As described in detail above, according to the present invention, a lock that can directly connect a pump impeller having a converter cover integrally connected thereto and a turbine runner having a turbine hub connected to an output shaft. An up-clutch, an inner periphery of which is slidably fitted to the turbine hub, a piston which can be brought into and out of contact with a converter cover, and a drive plate which is connected to the piston and has a plurality of windows in a circumferential direction, A clutch hub connected to the turbine hub and having a plurality of windows corresponding to the windows of the drive plate, and a pair of each of the drive plate and the clutch hub are inserted respectively into the drive plate and the clutch hub. And a compression spring which allows elastic relative rotation between the compression spring and the compression spring, and a floating element which is arranged between the pair of compression springs and causes the pair of compression springs to act in series. The compression spring is attached to the idler by providing the idler with a holding projection that covers a part of the outer peripheral side of the compression spring to prevent interference with other members of the compression spring. A part of the outer peripheral side of the holding projection is covered to prevent interference with other members. As a result, the compression spring does not come into contact with other members during operation to generate unnecessary frictional force, and the desired torsional characteristics can be easily obtained.

Further, each of the idlers is connected by an annular connecting portion on the outer peripheral side, and the annular connecting portion is
The operation is smoothed by being guided between the piston and the drive plate.

[Brief description of drawings]

FIG. 1 is a plan view of a lockup clutch showing an embodiment of the present invention, in which a left half is shown with a drive plate and a clutch hub removed, and a lower right quarter is a view with a clutch hub removed.

FIG. 2 is a sectional view taken along the line AA of FIG.

FIG. 3 is a plan view of the idler shown in FIG.

4 is a sectional view taken along line BB of FIG.
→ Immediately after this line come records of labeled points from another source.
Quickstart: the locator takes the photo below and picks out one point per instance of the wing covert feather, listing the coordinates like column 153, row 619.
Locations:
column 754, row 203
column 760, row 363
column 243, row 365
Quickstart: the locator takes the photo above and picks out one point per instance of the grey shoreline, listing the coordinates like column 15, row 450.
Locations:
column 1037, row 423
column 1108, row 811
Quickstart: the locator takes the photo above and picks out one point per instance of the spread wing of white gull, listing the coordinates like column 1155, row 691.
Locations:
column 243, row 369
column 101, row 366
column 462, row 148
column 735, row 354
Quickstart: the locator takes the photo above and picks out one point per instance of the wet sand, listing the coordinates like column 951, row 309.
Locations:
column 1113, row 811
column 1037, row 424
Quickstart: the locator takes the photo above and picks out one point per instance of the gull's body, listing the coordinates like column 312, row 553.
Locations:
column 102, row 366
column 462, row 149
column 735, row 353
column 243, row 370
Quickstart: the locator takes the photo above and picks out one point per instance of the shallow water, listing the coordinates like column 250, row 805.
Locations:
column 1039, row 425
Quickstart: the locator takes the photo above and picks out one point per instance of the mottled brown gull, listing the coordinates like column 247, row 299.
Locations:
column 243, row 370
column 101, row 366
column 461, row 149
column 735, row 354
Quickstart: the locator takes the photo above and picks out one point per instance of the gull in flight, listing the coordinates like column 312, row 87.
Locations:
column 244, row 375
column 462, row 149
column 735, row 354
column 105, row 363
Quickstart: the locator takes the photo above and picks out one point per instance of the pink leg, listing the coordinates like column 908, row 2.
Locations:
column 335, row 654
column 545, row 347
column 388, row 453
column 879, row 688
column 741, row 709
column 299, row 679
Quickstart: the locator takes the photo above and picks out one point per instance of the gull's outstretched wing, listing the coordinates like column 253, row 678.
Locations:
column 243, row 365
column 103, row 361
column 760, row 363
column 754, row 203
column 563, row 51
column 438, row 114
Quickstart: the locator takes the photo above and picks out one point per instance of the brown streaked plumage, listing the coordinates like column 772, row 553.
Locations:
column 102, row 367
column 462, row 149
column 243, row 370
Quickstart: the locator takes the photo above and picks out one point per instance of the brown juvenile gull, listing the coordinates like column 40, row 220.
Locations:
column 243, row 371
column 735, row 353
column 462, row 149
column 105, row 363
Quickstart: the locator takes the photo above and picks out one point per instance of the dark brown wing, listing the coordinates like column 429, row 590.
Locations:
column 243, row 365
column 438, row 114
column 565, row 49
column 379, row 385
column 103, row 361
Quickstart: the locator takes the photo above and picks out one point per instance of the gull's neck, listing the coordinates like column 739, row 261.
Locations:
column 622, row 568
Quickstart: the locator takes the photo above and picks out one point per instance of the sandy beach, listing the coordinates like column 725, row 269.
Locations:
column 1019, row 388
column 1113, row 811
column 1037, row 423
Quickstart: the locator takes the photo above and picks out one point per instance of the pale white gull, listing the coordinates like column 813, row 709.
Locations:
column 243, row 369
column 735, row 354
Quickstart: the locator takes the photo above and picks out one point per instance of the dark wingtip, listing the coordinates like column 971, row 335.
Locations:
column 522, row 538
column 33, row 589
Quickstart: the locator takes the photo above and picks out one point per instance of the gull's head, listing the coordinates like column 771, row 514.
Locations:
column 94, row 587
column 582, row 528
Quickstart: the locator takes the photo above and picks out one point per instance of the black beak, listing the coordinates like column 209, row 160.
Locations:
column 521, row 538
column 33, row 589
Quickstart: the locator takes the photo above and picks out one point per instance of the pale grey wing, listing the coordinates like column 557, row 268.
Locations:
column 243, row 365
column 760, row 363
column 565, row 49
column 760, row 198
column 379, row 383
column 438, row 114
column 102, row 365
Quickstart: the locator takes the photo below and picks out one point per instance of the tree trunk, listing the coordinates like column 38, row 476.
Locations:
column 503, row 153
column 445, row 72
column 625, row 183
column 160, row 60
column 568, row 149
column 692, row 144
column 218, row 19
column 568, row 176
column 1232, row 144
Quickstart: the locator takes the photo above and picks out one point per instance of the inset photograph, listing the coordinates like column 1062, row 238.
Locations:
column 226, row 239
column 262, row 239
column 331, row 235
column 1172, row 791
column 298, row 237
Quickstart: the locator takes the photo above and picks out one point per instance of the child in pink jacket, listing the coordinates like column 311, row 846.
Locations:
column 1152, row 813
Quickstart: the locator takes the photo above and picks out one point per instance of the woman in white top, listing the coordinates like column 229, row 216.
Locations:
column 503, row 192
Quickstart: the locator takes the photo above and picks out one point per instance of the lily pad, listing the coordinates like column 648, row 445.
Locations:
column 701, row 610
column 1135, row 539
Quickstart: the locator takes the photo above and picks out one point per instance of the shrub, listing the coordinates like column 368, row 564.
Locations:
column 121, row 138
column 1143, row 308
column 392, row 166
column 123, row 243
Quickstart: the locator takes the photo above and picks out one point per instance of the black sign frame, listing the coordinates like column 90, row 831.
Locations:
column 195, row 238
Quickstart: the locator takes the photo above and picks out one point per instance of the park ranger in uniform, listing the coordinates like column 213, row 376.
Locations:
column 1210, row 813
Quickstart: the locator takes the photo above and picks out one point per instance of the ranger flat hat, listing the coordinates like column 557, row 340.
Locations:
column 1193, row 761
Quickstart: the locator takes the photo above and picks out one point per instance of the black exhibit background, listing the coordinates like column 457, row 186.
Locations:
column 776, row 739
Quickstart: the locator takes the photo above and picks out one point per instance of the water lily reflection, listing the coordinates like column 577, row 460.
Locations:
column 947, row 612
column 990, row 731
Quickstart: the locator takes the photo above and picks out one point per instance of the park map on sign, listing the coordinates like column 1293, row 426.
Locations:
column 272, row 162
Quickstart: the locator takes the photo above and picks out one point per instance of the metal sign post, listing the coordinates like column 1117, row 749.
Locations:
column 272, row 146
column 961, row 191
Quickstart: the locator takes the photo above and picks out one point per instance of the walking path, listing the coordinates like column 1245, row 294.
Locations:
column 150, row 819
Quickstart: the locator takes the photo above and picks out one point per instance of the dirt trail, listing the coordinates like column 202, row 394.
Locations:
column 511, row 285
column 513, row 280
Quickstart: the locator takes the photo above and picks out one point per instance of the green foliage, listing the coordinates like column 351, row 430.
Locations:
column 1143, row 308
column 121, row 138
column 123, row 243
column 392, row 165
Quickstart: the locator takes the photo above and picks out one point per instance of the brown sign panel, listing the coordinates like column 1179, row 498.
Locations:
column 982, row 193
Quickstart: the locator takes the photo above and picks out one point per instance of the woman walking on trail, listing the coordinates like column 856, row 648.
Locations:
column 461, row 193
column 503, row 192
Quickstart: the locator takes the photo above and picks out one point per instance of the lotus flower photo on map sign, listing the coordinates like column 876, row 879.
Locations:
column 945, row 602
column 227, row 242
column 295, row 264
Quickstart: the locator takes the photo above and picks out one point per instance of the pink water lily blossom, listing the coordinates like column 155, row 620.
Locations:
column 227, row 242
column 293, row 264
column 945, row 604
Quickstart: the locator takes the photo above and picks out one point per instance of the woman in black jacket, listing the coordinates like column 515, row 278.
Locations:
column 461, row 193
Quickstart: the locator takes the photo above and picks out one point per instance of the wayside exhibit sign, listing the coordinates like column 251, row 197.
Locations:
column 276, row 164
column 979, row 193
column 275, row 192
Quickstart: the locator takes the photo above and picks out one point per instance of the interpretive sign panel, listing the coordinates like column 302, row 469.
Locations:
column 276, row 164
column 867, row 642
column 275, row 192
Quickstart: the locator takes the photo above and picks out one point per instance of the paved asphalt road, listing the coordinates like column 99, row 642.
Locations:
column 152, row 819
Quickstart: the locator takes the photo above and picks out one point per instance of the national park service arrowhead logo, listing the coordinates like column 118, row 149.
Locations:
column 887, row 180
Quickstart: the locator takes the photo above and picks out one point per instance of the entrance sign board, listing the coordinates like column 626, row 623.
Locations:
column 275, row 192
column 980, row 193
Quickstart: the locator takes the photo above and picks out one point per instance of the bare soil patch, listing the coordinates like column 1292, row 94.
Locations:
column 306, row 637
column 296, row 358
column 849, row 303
[Explanation of Codes] 1 Lock-up clutch 2 Pump impeller 3 Converter cover 4 Turbine runner 5 Turbine hub 12 Piston 21 Drive plate 22 Clutch hub 23, 24 Window 25 Compression spring 26 Floating element 32 Annular coupling portion 33 Holding protrusion

Claims (2)

[Claims] 1. A lock-up clutch capable of directly connecting a pump impeller to which a converter cover is integrally connected and a turbine runner having a turbine hub connected to an output shaft, the inner periphery of which is the turbine hub. It has a piston that is slidably fitted and can be brought into contact with and separated from the converter cover, a drive plate that is connected to the piston and has a plurality of windows in the circumferential direction, and a plurality of windows that correspond to the windows of the drive plate. A pair of clutch hubs connected to the turbine hub and a plurality of windows of the drive plate and the clutch hub, respectively, and compression allowing elastic relative rotation between the drive plate and the clutch hub. A spring and a floating element that is disposed between the pair of compression springs and that causes the pair of compression springs to act in series. A lock-up clutch for a torque converter, which is provided with a holding projection that covers a part of the above and prevents the compression spring from interfering with other members. 2. The lock of the torque converter according to claim 1, wherein each of the idlers is connected on the outer peripheral side by an annular connecting portion, and the annular connecting portion is guided between the piston and the drive plate. Up clutch.